There are comebacks, and then there are comebacks. Thirty-four years ago, in June 1981, Miles Davis staged a memorable comeback performance in Boston that ended five years of self-imposed silence. The four-night barrage stood the jazz world on its ear, and although the music was formidable, what made it all so head-turning was that it was such an event.
Miles had been out of the public eye for five years, enduring physical maladies and having little desire to play. But he was ready to go again in 1981, and his group had just recorded a new album, The Man With the Horn, and he was going to play at the Kool Jazz Festival in New York in early July. But Davis wanted a tune-up first, and he wanted to do it in a club. So Davis contacted Fred Taylor, for whom he had worked more than ten times at the Jazz Workshop or Paul’s Mall between 1967 and 1977. Simply put, Davis trusted Taylor.
Although Taylor was out of the nightclub business—he was running the Harvard Square Theater at the time—he knew of a 400-seat club that might work for Davis, on the edge of Kenmore Square, called Kix. It was a disco in a converted garage that formerly housed a rock venue called the Psychedelic Supermarket.
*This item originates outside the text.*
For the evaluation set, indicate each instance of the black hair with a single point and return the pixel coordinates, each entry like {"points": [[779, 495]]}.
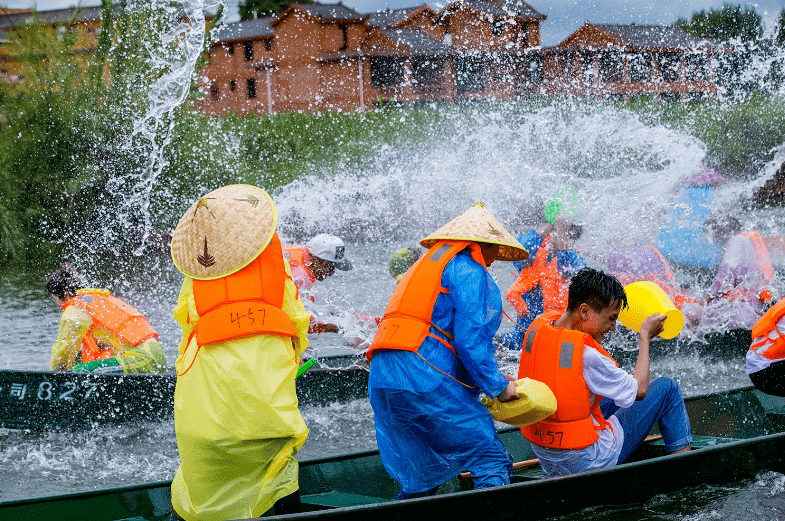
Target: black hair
{"points": [[597, 289], [64, 280]]}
Taylor booked it for four nights in June, the 26th through the 29th.
Taylor hired Sue Auclair to manage the publicity, and news of the upcoming shows was made public in mid June… Miles Davis in Boston for four nights… two shows per night… ticket price $12.50. The news created a tidal wave of interest, and media people from as far away as Japan turned up in Boston for the opening. Meanwhile, Auclair recruited Boston mayor Kevin White to issue a proclamation declaring the four days in June to be Miles Davis Weekend.